With great sadness, the OPEN foundation would like to acknowledge the death of maverick chemist Alexander “Sasha” Shulgin, who passed away on June 2nd. Dubbed “the godfather of Ecstasy,” Shulgin was credited with introducing MDMA to psychologists in the late 70’s, years before the drug hit the global dance scene.
However MDMA was only one of hundreds of chemicals Shulgin synthesized during his lengthy career. After earning his biochemistry degree from UC Berkeley in 1954, he worked briefly as research director at BioRad Laboratories before becoming a senior research chemist at Dow Chemical Company, where he synthesized the first biodegradable insecticide, Zectran.
Because Shulgin made Dow a sizeable profit, he was granted the freedom to create and patent new drugs. He chose psychedelics. In the late 1950s, Shulgin experimented with mescaline, which he wrote revealed “that our entire universe is contained in the mind and spirit.” But his interest in pharmacology was sparked years earlier. While in the Navy as a teenager, he got a shot of morphine for an injury, making him wonder how drugs altered consciousness. This passion for understanding the human mind and how to unlock its potential—chemically, of course—would mark his career.
In 1966, Shulgin left Dow Chemical to freelance as a consultant and for the following decades worked from his backyard lab in Berkeley, California. In 1976, he heard about MDMA, which was first synthesized at Merck in 1912 as an unimportant precursor in a new synthesis for haemostatic substances and subsequently shelved. He went on to synthesize it, and discovered it was a powerful empathogen, “with emotional and sensual overtones.” He then introduced it to a therapist friend and word spread quickly both inside and outside the therapeutic community. Without MDMA, the dance music scene of the last 30 years would have looked entirely different.
Shulgin was a fixture in the psychedelic subculture that believed in better living through chemistry. He contributed a rational, scientific perspective to the field, coupled with enthusiasm for thorough self-experimentation.

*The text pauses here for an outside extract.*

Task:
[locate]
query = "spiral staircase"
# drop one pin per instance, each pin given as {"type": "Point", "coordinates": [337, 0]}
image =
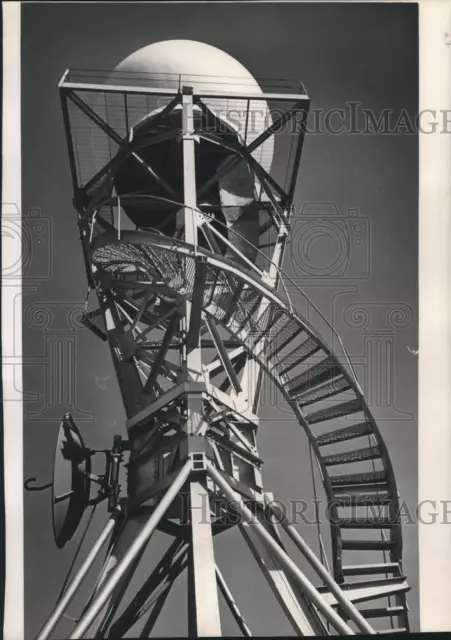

When interviewed about the abuse potential of MDMA, which became a scheduled drug in 1985, Shulgin was quoted as saying it was “as real as the abuse potential of anything that gives pleasure and satisfaction. This applies to MDMA as much as it does to skydiving, mountain climbing and skiing.”
Shulgin died of several health complications after years of poor health, and had recently been diagnosed with terminal liver cancer. He was 88. His wife, Ann Shulgin, with whom he shared thousands of psychedelic experiences, survives him.